Polling groups exist for one of three purposes. They either serve the needs of a client (private polling companies), they do academic research (which serves the faculty running the polls), or they are done for public release (including those by colleges like Marist and Quinnipiac). Each group has a very specific, and different, reason for existing. You may want to consider that both Barack Obama and John McCain have hired private polling firms, and consider why they each spend that money, as indeed every major political candidate does. And if political allegiance is so flighty, then why do so few of us know anyone who has supported one party, then another, in the same election? To read the reports from the polling groups, there are a lot of folks who loved Obama, then McCain, then Obama again, or vice versa, yet I have not met even one such person. Instead, I have seen democrats who stay democrats, I have seen republicans who remain republicans, and I have seen folks making up their mind as the campaign progresses. There are times where you might see a new jump in support, as previously undecided voters choose someone to support, but that happens for a reason – the “bounce” that supposedly comes just because a party has a convention, well, that’s pretty bogus if you think it through. The democrats may have been more excited about Obama after the democratic convention, but I do not believe for a minute that it made many new democrats. I am quite sure that the GOP convention excited republicans, but again I have to say I do not recall hearing about a bunch of new republicans after the convention. So, when the polls increase democrats’ weighting after the one convention and increase the republicans’ weighting after the other, it’s frankly dishonest because neither party saw much change in affiliation. What’s more, does anyone really think that there were fewer republicans after the DNC, or fewer democrats after the RNC?
Please.
Party affiliation is not some ephemeral quality, which winks in or out of existence because of a speech by one candidate, the headlines of a single day, or the personal desire of a polling group to have a hot story for the newspapers and TV stations.
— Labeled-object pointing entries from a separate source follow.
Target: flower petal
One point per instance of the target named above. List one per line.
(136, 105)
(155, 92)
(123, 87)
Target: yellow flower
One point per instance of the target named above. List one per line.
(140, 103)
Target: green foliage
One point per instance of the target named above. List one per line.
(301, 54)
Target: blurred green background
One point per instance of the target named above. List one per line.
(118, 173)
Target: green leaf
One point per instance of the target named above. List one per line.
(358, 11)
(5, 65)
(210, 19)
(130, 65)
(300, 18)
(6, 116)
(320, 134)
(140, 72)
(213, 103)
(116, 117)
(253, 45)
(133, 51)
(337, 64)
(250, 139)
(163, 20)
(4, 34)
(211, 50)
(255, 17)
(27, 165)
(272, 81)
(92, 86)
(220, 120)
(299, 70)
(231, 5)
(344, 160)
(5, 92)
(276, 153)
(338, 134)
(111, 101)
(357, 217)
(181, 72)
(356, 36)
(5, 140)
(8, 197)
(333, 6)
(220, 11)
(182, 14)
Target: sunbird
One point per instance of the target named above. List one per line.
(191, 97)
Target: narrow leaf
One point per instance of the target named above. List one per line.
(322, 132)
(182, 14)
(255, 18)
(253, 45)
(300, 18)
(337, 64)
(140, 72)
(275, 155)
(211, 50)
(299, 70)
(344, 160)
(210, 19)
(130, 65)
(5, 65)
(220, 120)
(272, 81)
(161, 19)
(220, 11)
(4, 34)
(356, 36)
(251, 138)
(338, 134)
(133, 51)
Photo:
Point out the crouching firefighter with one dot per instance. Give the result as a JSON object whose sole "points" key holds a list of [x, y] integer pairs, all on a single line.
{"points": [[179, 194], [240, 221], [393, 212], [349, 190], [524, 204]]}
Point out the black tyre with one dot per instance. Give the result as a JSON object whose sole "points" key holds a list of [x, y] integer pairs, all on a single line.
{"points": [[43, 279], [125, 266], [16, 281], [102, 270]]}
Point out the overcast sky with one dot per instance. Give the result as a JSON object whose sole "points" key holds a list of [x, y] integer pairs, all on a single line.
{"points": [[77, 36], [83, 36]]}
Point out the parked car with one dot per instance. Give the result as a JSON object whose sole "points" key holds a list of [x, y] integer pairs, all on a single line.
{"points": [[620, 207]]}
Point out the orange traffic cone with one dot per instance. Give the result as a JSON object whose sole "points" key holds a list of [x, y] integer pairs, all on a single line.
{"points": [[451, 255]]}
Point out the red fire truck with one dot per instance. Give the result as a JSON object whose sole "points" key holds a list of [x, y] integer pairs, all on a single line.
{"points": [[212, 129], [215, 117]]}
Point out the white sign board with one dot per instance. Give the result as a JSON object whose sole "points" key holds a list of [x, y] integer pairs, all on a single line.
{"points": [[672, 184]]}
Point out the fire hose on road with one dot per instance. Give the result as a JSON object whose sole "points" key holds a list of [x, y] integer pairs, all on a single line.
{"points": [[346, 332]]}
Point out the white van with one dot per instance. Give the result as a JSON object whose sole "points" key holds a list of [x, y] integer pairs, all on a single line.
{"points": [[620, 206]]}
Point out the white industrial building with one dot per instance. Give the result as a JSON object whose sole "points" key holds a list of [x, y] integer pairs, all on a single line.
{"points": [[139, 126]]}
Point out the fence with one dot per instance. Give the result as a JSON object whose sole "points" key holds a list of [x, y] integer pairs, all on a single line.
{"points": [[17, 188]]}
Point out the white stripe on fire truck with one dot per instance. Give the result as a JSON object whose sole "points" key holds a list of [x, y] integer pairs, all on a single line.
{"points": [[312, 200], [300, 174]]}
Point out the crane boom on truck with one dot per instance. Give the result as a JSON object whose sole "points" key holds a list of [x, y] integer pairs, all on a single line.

Party affiliation is something developed over a period of time, and while it does change over time, it does so gradually, taking into account the evidence of history as well as events of the moment. There were tens of millions of republicans after Bob Dole’s loss in 1996, just as there were tens of millions of democrats after Walter Mondale’s thrashing by Reagan in 1984. Support for a candidate is a thing apart from party identification. When it does change, it is spurred by a significant event of meaning with regard to the values and ideals of the party This is not merely a belief, but the evidence of American electoral history and the employment of common sense.